Rester dans son intervalle de tolérance

Beaucoup de coureurs n’utilisent finalement que deux allures principales qu’ils ne maîtrisent pas en dehors des indications fournies par leurs GPS, «c’est exactement ce qu’il ne faut pas faire», prévient Gilles Rocca, «il ne faut surtout pas se transformer en robot suivant à la lettre les allures et la vitesse indiquée. Il faut plutôt essayer de courir sans vouloir tout maîtriser, mais en restant toujours dans son intervalle de tolérance, et à l’écoute de son effort et de ses sensations. » Un intervalle de tolérance est spécifique à chaque coureur. Il s’acquiert en fonction de son niveau et de la course préparée. « L’objectif de l’entraînement sera d’habituer l’organisme à courir dans cet intervalle chronométrique qui correspond réellement aux capacités de l’athlète », poursuit l’entraîneur. Tous les coureurs préparant un objectif, quelle que soit la distance, devraient donc travailler ce fameux intervalle de tolérance (ou allure spécifique) à l’entraînement. « Non seulement cela permet de ne pas décrocher du bon rythme, mais aussi de ne pas trop subir en cas d’imprévu durant la course. »

Courir à la sensation

Les coureurs débutants pourront tout à fait utiliser un cardiofréquencemètre pour apprendre à mieux gérer leurs allures de base, sans risquer d’aller trop vite ou trop lentement. Mais si la fréquence cardiaque reste un bon indicateur de l’intensité de son effort, vous devrez aussi apprendre à vous en séparer pour apprendre à repérer instinctivement vos différentes zones d’effort. « La meilleure façon de faire est de connaître son allure de course au tout dernier moment, avant de commencer à courir un intervalle, conseille notre expert. De cette façon, le cerveau n’a pas le temps de réfléchir et de planifier à l’avance un tableau de marche et une stratégie. » Pour un coureur préparant un 10 km avec comme objectif 40 minutes, par exemple, son intervalle de tolérance sera plutôt situé entre 3 min 45 s et 4 min 10 s au kilomètre.
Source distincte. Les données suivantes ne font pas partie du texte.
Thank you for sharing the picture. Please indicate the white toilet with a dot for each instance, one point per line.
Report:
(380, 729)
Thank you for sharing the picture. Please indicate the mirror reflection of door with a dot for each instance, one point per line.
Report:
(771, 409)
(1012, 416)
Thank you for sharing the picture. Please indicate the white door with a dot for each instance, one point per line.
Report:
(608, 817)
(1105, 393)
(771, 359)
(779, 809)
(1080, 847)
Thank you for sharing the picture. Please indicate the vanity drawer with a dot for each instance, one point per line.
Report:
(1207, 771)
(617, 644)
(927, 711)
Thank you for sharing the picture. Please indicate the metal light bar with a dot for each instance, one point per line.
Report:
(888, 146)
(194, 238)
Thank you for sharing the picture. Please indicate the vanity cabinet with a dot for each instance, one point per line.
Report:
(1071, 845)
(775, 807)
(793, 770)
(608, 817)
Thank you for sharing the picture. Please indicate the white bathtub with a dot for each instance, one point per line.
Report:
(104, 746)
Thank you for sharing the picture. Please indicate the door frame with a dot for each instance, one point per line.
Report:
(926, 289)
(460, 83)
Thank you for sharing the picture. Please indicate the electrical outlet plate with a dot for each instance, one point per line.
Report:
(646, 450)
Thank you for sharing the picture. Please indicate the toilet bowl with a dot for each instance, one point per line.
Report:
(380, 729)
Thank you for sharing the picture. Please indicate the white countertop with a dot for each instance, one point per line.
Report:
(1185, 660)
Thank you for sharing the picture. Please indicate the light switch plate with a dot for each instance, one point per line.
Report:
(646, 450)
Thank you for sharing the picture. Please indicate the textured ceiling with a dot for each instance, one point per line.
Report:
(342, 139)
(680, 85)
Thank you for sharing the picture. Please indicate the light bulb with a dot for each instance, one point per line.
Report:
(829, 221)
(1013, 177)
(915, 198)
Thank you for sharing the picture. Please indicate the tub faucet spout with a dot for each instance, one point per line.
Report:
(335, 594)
L’objectif sera donc d’enregistrer mentalement cette moyenne en la préparant à l’entraînement. Vous pourrez pour cela effectuer plusieurs boucles de 1 000 m, «mais sans jamais regarder  le chrono ou le GPS avant ou pendant la course. Vous vérifierez les résultats une fois la séance terminée ». Selon Gilles Rocca, le meilleur moyen reste encore de s’entraîner à plusieurs : « Votre partenaire de course vous donne le temps à réaliser au tout dernier moment, vous allez ainsi instinctivement intégrer la bonne allure et l’associer à votre effort. » Une séance qui reste assez éprouvante – « pas plus d’une fois tous les quinze jours » – et qu’il faudra considérer comme un véritable fractionné. Vous pouvez également varier les allures au cours d’une même séance. Avec par exemple, 2 kilomètres à allure marathon, puis 5 minutes à allure semi, puis 3 minutes à allure 10 km. Terminez par 2 x 1 minute à votre rythme 5 km (1 min 30 s de footing entre les deux fractions).

Rester à l’écoute   

Lors de la course restez concentré sur l’instant présent, toujours calé sur votre effort. Les bons coureurs savent rester à l’écoute de leurs sensations, concentrés sur leurs gestes et leur respiration. « Ils savent également gérer les variables négatives, comme une douleur ou une fatigue imprévue, sans que cela ne remette en cause  la suite de la course. » C’est un subtil mélange entre plaisir de courir et réalisme de la compétition, «qui reste propre à chaque coureur», et qui s’intègre au fur et à mesure de l’expérience et de l’entraînement. Avec à la clé des réussites, mais surtout des joies simples et de vrais instants de bonheurs inoubliables.